Phase
My 1993 GSPD has taken me to school on this issue.
About 20 months ago, preparing to ride to Alaska and Prudhoe Bay, I swapped the driveshaft with one that had fresh u-joints. I pulled the still seemingly good driveshaft out of bike when I installed the rebuilt unit. The bearings on the old shaft's u-joint felt nice and tight.
I made it through the last two summers without problems on the rebuilt shaft.
A few weeks ago, the bike had that "clunk," and I pulled the driveshaft out. The front u-joint had shed it's bearings.
I inspected my old driveshaft and the one I had just taken out of the bike. I put them each in a vise and checked to see if the the front and rear u-joints were "in phase," meaning that the u-joint's "U's" that are fastened to the shaft body/rubber damper assembly, are parallel. I put small straight-edged rulers on these pieces and a visual inspection showed BOTH shafts has their u-joints about 7 degrees out of phase.
U-joints, unlike CONSTANT VELOCITY joints, which have their input & output sides running at a constant velocity with each other regardless of angle (thus the name), have small accelerations/deaccelerations that increase with the angle of the bend. Unlike the u-joints you find on rear wheel drive cars, the Airhead Paralever u-joints run at a rather extreme angle, thus greater accelerations/deaccelerations.

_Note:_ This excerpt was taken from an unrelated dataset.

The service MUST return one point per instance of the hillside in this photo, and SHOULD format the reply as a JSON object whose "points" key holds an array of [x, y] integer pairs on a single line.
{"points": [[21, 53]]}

Having the u-joints in phase, or in alignment, minimizes the affects of these accelerations/deaccelerations. Likewise, an out-of-phase shaft has the u-joints fighting each other, and beating that poor damper like a red-headed stepchild.
The natural rubber damper breaks down from the added stress and the shaft twists even more, pulling it more out of phase, which adds more of the hammering stress, which then pulls it even more out of phase...a cascade effect, mind you.
I am of the belief that simply replacing the u-joint bearings and not addressing the phase issue is throwing money after bad.
OPTIONS:
NEW DRIVESHAFT--expensive, but will give you a servicable shaft for, what, 20,000 to 40,000 miles? At this point, a chain drive begins to sound real good.
SOLID SHAFT--but if the BMW bean counters at the time were willing to risk catastrophic transmission failure by leaving out a $.85 circlip, why use the expensive rubber-dampened driveshaft assembly if a simple piece of metal rod would work as a drive shaft? That rubber damper has a purpose, perhaps to protect the final drive or transmission. Heck, my Honda 90 has a rubber "cush hub" between the rear sprocket and the hub. We're dealing with about 10 times the power with the Airhead driveline from my 90. I am skeptical of the long range utility of this solution. Anybody have any real data or experience on this?
REPLACE THE DAMPER--this is the solution I am pursuing. Guy Henderson (209-962-7500
guy@hendersenprecision.com) pulls out the worn natural rubber piece and replaces it with one made of urethane rubber of the same durometer, which, according to Guy, should stay in phase about 3 times longer than the stock, perhaps 90,000 miles? Cost, currently, is $175 US.